Pendant la nuit de lundi à mardi, les bactéries transformées par les vecteurs ont été ensemencées en présence de X-Gal, IPTG et de cellules fraîches.

Mardi matin:

- les bactéries fraîches se sont multipliées et ont formé un tapis cellulaire

- l’ADN du vecteur a été répliqué, ce qui a permis la production de nouveaux phages. Ces nouveaux phages sont allés infecter des bactéries saines, ce qui a ralenti leur croissance. Cela explique l’observation des plages de retard de croissance. Ces plages sont de couleur blanche si les vecteurs transmis contiennent l’insert. Elles sont de couleur bleue si les vecteurs transmis se sont refermés sur eux mêmes.

Résultats:

Témoin:

- 21 plages blanches

- 0 plage bleue

Essai:

- >1000 plages blanches qui se superposent

- 0 plage bleue

→ Le témoin a été contaminé par des bactéries transformées par le vecteur contenant l’insert, c’est à dire par de l’essai.

→ Notre essai était surement trop concentré en bactéries

→ Aucun vecteur ne s’est refermé sur lui-même

L’idéal serait d’observer uniquement des colonies blanches sur l’essai, et aucune plage de retard de croissance sur le témoin.

Intérêt du témoin :

Le témoin permet de vérifier que le vecteur ne s’est pas refermé sur lui-même. Si le vecteur s’était refermé sur lui-même, on aurait des colonies bleues.

Dans notre cas, on observe des colonies blanches sur notre boite témoin, donc on ne sait pas si l’essai n’est pas lui aussi contaminé. On ne peut donc pas utiliser notre essai.

VII. Extraction

- Première centrifugation : permet d’éliminer les bactéries qui restent dans le culot, et de récupérer les phages dans le surnageant.

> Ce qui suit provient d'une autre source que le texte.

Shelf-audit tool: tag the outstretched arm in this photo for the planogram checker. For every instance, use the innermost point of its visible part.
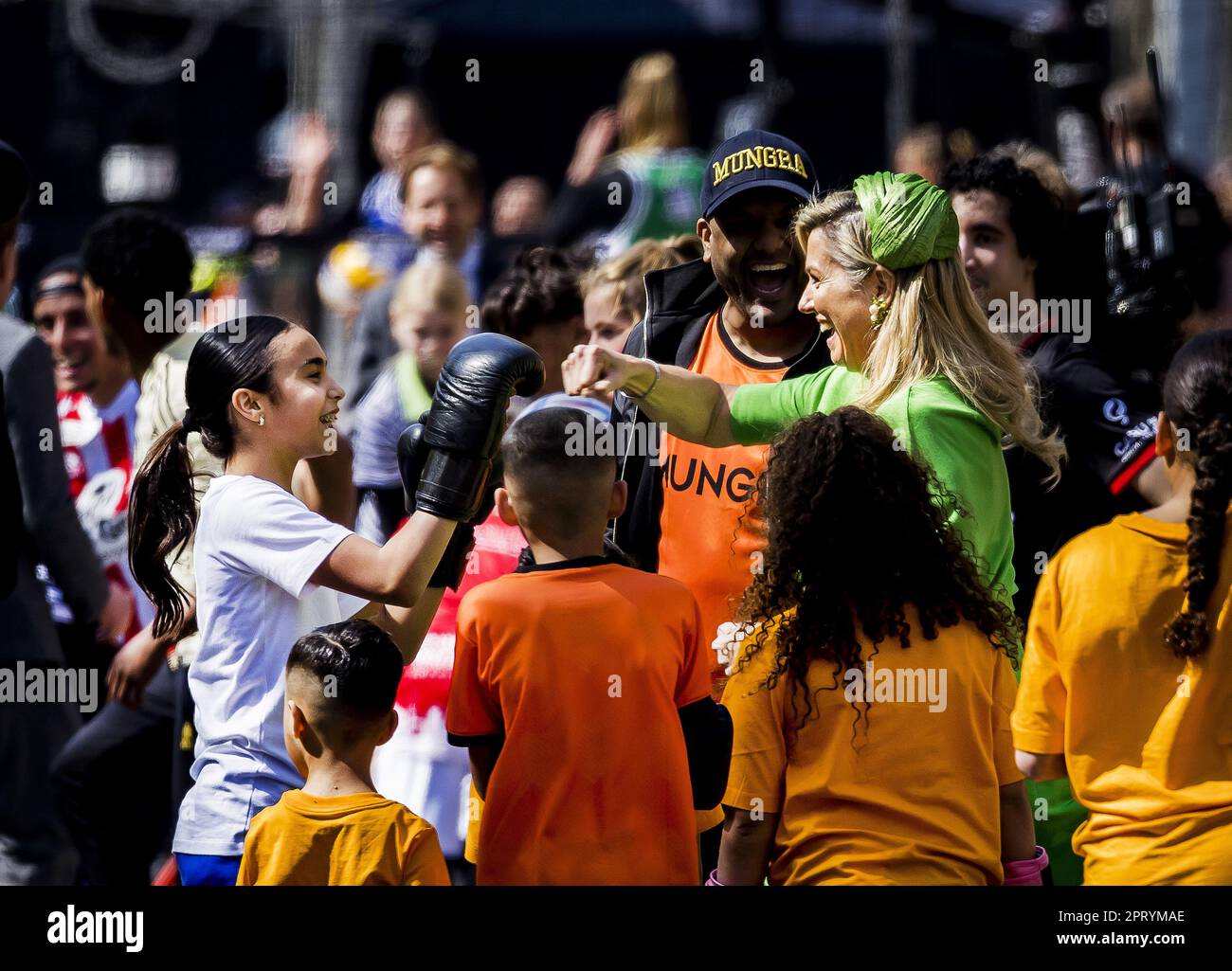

- On refait une deuxième centri pour être vraiment surs de ne plus avoir de bactéries dans le milieu, on garde à nouveau le surnageant qui contient les phages.

- Action du PEG 8000 : c’est un détergent qui permet de faire précipiter les phages, et d’isoler l’ADN phagique. + Action du NaCl : rend le milieu isotonique, permet de faire exploser les membranes phagiques.

- On centrifuge alors 2 fois, en gardant à chaque fois le culot.

- Action du tampon TES : contient de l’EDTA est un chélateur d’ions bivalents, il protège l’ADN d’une éventuelle dégradation par des nucléases.

- Action du mélange contenant du phénol ; permet une extraction sélective de l’ADN, car élimine les protéines et les lipides.

- Centrifugation donne une phase inférieure contenant le phénol avec les protéines et lipides, + une phase aqueuse supérieure contenant l’ADN.

- Action du mélange contenant du chloroforme : permet d’éliminer les éventuelles traces de phénol.

- Centrifugation, on récupère à nouveau la phase aqueuse supérieure contenant l’ADN phagique.

- Action d’éthanol absolu + acétate de sodium : permet la précipitation de l’ADN.

⇒ L’ADN monocaténaire contenant l’insert est extrait.